Gemeinsame Fachtagung von MIK und MIL

Hochschule der Polizei, Oranienburg

Grußworte

Die Fachtagung „Verkehrssicherheit – Kommunen in Bewegung: Impulse für die Verkehrssicherheitsarbeit vor Ort“ wurde mit drei Grußworten eröffnet: Prof. Dr. Heike Wagner, (Präsidentin der Hochschule der Polizei des Landes Brandenburg), Frank Stolper (Staatssekretär im Ministerium des Innern und für Kommunales) sowie Dr. Ina Bartmann (Staatssekretärin im Ministerium für Infrastruktur und Landesplanung) begrüßten die Teilnehmenden und gaben den offiziellen Auftakt zur Veranstaltung.

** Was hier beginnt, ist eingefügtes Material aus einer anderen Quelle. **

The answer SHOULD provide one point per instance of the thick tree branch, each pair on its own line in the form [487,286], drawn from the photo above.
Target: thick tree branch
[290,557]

Bewährtes nutzen, Wirkung erhöhen, gemeinsam vorankommen – Unterstützungsangebote für die kommunale Verkehrssicherheitsarbeit

Alexander Moser-Haas (DVR) zeigte, wie Kommunen mit erprobten Kampagnen und leicht einsetzbaren Materialien ihre Verkehrssicherheitsarbeit stärken können. Vorgestellt wurde unter anderem die Aktion „Runter vom Gas“ mit Plakaten zur Aufstellung an Landstraßen. Die Produktion und der Versand an die Kommunen erfolgen durch den DVR. Zudem könnten diverse Materialien und Multimediasäulen für Veranstaltungen sowie digitale und analoge Materialien zu unterschiedlichen Themen bestellt werden. Herr Moser-Haas wies darüber hinaus auf die Materialien zur aktuellen Schwerpunktaktion „Sichere Radfahrmobilität“, die Jugendaktion „Safe Way“ zur Sensibilisierung für Gefährdungen auf Schulwegen und Wegen zu Ausbildungsbetrieben sowie die App „German Road Safety“ und das Pixibuch „Tobi fährt zu Oma und Opa“ hin.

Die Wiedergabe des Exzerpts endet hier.